Re: Can we lower the LD entry cost please (part 1)? from Hugh Glaser on 2009-02-09 (public-lod@w3.org from February 2009)

From: Hugh Glaser <hg@ecs.soton.ac.uk>
Date: Mon, 9 Feb 2009 11:33:34 +0000
To: Richard Cyganiak <richard@cyganiak.de>
CC: "public-lod@w3.org" <public-lod@w3.org>
Message-ID: <EMEW,l18BXmc6824b010a394f293fff8f324f37e31e,hg%ecs.soton.ac.uk,C5B5C50E.2946C%hg@ecs.soton.ac.uk>
Thanks Richard.
Just a few comments.
Firstly, fixing the problem: I hope that for most datasets, as you suggest,
it is not hard to produce something useful, and there are many that do.
And I now know about more, which is great (thanks Georgi and Kingsley)!
Secondly documenting: good idea.

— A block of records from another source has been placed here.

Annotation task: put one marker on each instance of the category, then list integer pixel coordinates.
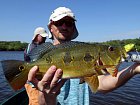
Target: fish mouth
(107, 69)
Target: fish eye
(110, 48)
(21, 68)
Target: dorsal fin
(40, 50)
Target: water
(128, 94)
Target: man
(62, 27)
(39, 37)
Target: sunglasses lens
(67, 23)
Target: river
(128, 94)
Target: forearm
(109, 83)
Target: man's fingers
(57, 76)
(32, 73)
(49, 74)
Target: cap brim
(44, 35)
(61, 16)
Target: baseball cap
(60, 13)
(41, 31)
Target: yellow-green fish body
(76, 59)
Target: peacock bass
(77, 60)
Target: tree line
(12, 45)
(20, 46)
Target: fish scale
(77, 60)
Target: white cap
(61, 12)
(41, 31)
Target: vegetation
(19, 46)
(12, 46)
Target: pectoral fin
(93, 82)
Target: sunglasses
(68, 23)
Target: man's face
(63, 29)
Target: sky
(97, 20)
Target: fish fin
(11, 69)
(93, 82)
(129, 47)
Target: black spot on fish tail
(88, 57)
(67, 58)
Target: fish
(83, 60)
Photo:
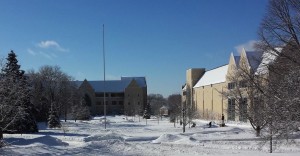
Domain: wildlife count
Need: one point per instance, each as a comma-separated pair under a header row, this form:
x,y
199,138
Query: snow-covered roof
x,y
254,58
213,76
114,86
237,60
267,58
184,88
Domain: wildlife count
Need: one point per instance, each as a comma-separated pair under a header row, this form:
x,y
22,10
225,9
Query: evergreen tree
x,y
147,112
80,111
53,121
19,97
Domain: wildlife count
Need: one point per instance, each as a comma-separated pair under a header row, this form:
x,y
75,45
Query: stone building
x,y
126,96
203,90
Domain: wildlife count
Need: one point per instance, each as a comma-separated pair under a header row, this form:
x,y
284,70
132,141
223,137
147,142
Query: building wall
x,y
192,77
134,99
86,89
210,101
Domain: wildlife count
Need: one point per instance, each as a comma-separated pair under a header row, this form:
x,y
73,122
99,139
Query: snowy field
x,y
133,137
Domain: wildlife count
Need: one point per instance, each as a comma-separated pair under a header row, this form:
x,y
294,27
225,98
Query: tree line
x,y
273,90
41,96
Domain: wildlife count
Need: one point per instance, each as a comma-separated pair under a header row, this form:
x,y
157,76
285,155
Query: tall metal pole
x,y
104,87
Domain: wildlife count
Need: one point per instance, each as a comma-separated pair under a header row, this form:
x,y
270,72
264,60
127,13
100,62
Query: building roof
x,y
267,58
114,86
213,76
237,60
254,58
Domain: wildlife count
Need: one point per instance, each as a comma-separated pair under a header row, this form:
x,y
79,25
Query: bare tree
x,y
54,92
245,93
279,35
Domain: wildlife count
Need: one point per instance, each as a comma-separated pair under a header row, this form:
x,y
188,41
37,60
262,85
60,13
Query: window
x,y
243,109
243,84
231,109
87,100
231,85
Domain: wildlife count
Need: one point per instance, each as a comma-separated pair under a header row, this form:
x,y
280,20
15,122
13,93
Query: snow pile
x,y
107,136
46,140
166,138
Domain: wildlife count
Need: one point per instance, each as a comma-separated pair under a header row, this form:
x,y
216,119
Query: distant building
x,y
203,89
126,96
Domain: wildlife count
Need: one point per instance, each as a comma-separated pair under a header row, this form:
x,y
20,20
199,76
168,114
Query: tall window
x,y
243,109
231,85
88,100
243,84
231,109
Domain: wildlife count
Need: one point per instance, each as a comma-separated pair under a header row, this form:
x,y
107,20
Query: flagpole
x,y
104,87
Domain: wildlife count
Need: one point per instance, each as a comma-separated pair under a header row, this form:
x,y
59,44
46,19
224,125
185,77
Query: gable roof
x,y
114,86
213,76
268,58
237,60
254,59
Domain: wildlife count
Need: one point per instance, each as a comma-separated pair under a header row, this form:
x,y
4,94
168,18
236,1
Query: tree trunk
x,y
1,135
271,142
258,131
1,138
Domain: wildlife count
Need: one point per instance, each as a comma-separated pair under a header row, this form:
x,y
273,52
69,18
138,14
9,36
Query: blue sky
x,y
159,39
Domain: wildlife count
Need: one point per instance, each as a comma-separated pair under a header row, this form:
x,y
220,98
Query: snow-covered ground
x,y
133,137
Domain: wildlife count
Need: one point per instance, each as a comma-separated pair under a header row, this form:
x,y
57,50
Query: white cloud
x,y
112,77
31,52
51,44
247,46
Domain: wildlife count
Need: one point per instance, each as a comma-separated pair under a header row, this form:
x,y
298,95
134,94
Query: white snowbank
x,y
166,138
107,136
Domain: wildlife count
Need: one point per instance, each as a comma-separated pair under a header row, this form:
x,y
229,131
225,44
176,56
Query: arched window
x,y
88,100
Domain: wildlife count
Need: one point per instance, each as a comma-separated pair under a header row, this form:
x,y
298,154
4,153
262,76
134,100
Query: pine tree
x,y
19,97
53,121
147,112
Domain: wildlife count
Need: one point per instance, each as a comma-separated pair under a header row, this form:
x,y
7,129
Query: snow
x,y
132,136
267,58
213,76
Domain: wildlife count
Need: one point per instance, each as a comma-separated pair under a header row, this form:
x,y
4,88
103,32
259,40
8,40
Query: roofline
x,y
217,67
210,84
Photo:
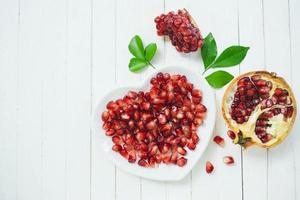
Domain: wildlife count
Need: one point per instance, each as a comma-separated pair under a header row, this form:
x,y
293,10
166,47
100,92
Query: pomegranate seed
x,y
195,138
162,119
151,125
125,116
231,134
219,140
228,160
143,163
140,136
155,126
110,132
181,161
174,158
124,153
132,158
106,126
183,33
132,94
154,150
278,92
145,105
116,139
112,106
152,161
196,93
209,167
116,148
105,116
191,145
166,128
181,150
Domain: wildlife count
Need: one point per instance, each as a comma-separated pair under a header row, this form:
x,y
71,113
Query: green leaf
x,y
150,51
136,47
209,50
219,78
137,64
231,56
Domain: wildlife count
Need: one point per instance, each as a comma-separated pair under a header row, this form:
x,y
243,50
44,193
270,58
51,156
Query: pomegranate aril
x,y
209,167
140,136
228,160
145,123
151,125
132,158
105,116
106,126
219,140
255,78
116,139
195,138
116,148
143,163
181,150
152,161
153,150
184,35
191,145
181,161
110,132
162,119
266,138
124,153
278,92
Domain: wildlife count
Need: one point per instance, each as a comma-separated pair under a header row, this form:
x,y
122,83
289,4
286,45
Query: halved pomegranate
x,y
181,29
156,126
260,108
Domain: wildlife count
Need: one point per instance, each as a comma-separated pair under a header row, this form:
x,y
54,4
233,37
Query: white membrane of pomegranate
x,y
161,172
279,125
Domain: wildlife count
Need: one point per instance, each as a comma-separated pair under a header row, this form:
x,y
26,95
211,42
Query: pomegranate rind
x,y
247,129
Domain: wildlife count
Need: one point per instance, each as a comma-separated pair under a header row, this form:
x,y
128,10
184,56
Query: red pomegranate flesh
x,y
157,126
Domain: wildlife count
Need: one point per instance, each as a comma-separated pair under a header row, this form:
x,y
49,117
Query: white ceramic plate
x,y
162,172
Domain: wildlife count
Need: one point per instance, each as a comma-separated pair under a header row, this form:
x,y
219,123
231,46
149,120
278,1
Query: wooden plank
x,y
180,189
8,98
220,18
281,171
30,109
78,100
295,62
251,33
103,80
148,34
53,71
128,24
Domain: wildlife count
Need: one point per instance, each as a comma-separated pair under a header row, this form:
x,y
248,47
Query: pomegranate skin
x,y
181,30
267,101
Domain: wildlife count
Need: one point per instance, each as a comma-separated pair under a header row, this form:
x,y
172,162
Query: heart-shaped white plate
x,y
162,172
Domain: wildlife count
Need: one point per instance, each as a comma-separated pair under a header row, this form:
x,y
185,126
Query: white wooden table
x,y
59,57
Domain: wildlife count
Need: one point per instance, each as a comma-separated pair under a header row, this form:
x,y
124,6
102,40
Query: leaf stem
x,y
152,65
206,70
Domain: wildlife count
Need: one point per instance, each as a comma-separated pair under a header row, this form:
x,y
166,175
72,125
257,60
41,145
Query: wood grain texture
x,y
281,173
59,58
9,41
294,7
103,80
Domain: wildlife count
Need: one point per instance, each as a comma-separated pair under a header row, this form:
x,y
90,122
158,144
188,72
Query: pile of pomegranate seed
x,y
156,126
252,91
183,33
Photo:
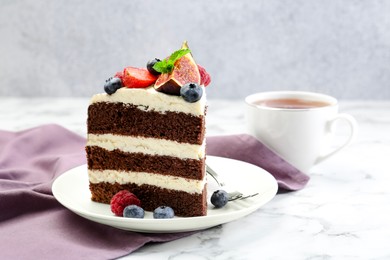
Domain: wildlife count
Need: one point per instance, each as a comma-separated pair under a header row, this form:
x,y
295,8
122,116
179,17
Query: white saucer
x,y
71,190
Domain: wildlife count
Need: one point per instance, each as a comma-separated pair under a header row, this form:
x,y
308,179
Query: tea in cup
x,y
297,125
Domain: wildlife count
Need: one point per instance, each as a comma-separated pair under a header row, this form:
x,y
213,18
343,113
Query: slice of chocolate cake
x,y
150,143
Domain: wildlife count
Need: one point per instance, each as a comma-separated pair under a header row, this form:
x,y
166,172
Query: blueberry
x,y
150,65
133,211
219,198
163,212
191,92
112,85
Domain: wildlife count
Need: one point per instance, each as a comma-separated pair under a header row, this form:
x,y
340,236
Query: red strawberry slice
x,y
205,78
137,77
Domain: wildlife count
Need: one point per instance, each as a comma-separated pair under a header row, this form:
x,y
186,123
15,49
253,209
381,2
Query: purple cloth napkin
x,y
33,225
247,148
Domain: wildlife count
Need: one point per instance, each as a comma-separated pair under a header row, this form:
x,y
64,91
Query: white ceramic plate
x,y
71,190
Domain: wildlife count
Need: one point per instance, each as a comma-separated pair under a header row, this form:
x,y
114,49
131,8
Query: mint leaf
x,y
178,54
161,66
167,65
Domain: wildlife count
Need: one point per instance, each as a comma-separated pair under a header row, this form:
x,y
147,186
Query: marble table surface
x,y
343,213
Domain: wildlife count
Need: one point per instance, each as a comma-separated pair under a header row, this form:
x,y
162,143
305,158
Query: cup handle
x,y
353,127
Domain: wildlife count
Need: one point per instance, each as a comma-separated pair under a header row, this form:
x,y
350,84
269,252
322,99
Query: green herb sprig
x,y
167,65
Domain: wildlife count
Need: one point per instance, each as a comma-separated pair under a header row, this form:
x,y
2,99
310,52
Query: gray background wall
x,y
69,48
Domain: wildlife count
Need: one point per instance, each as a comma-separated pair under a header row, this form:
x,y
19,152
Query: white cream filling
x,y
145,145
140,178
150,99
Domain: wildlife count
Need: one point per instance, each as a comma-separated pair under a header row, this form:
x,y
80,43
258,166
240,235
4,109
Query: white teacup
x,y
297,125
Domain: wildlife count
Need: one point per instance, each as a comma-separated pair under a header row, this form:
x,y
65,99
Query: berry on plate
x,y
121,200
133,211
219,198
163,212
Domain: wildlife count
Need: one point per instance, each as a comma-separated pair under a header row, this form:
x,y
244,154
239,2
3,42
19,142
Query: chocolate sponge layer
x,y
126,119
102,159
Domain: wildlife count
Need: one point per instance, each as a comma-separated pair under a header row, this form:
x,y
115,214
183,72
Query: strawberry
x,y
205,78
121,200
137,77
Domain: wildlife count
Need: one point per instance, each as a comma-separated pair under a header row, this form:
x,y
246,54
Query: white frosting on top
x,y
152,146
150,99
139,178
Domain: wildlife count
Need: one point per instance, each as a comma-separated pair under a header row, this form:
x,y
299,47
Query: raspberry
x,y
205,78
121,200
119,74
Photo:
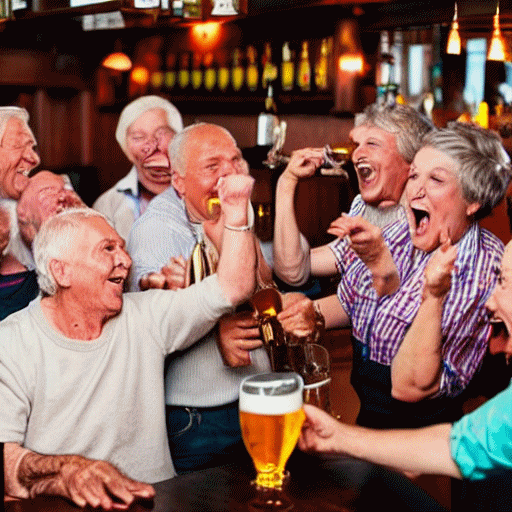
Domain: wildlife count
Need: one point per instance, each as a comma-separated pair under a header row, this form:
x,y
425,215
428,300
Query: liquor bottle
x,y
237,71
269,73
322,67
196,77
184,71
304,69
252,75
170,71
223,72
210,73
267,120
287,68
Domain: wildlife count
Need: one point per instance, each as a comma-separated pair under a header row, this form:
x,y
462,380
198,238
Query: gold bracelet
x,y
238,228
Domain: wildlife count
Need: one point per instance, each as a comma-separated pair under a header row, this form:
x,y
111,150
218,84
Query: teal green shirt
x,y
481,442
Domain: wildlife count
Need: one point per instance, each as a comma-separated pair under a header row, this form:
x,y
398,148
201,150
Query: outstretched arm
x,y
236,269
417,366
291,250
424,450
367,241
84,481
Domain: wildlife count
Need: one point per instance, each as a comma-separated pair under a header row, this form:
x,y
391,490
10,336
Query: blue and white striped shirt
x,y
381,323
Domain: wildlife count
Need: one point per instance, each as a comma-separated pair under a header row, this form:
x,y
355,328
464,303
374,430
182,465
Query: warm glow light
x,y
453,46
140,75
497,46
351,63
206,35
117,61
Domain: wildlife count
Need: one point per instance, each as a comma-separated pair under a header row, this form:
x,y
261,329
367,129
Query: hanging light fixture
x,y
453,46
497,46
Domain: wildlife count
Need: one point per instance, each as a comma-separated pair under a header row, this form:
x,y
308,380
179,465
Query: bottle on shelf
x,y
322,67
252,74
223,72
267,120
237,71
184,71
196,76
210,73
287,68
170,71
269,72
304,69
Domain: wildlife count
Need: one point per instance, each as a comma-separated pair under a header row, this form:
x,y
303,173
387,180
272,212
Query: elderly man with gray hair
x,y
18,157
81,388
145,128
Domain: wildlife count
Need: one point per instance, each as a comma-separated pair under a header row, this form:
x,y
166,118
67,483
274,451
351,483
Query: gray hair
x,y
7,113
141,105
407,124
55,241
178,145
484,165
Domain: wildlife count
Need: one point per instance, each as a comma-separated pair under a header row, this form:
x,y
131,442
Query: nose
x,y
31,155
123,259
150,145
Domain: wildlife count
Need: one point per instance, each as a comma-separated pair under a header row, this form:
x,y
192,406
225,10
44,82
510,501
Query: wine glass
x,y
271,419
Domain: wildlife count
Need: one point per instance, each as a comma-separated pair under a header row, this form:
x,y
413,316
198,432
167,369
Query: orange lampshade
x,y
497,46
117,61
454,44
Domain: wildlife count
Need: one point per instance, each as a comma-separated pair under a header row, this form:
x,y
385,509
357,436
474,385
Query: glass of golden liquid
x,y
271,419
311,361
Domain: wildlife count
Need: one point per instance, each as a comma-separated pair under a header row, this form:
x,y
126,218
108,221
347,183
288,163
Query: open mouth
x,y
158,161
365,171
499,336
422,219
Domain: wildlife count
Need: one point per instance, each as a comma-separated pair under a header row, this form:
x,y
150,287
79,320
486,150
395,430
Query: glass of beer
x,y
271,419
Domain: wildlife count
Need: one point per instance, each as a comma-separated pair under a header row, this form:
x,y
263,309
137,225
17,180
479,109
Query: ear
x,y
178,182
472,209
61,272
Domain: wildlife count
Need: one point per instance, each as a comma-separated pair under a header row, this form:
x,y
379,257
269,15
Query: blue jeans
x,y
203,437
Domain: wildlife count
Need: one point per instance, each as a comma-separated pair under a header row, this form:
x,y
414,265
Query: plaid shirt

As you can tell, I have been trying to do
linking from our datasets to others, and found it pretty frustrating.
[Yesterday's effort was on geonames, and even that was not straightforward,
although I got there in the end.]
One problem is that the esw wiki main page usually links to the home pages
of the main site most of the time, which often does not even mention LD or
SW.
Of course, we don't want to pollute our beautiful LD-enabled sites by
exposing the LD directly - for me that is the whole point: the user of the
site should be blissfully unaware of the technology delivering it.
So new arrivals (and clearly me!) head off to the data sources we proudly
list, and vanish.
There is actually a page that has many of the links - the datasets page.
Most of the links there take you much closer to finding that elusive URI.
Of course there is a disconnect between these two pages, which is that not
all bubbles are listed, but that is sort of another issue.
But even from these links it is not always straightforward - I have seen a
few messages saying "just go and look it up at x", and I invite everyone to
try doing that, and then get a friend to try doing it, before saying that.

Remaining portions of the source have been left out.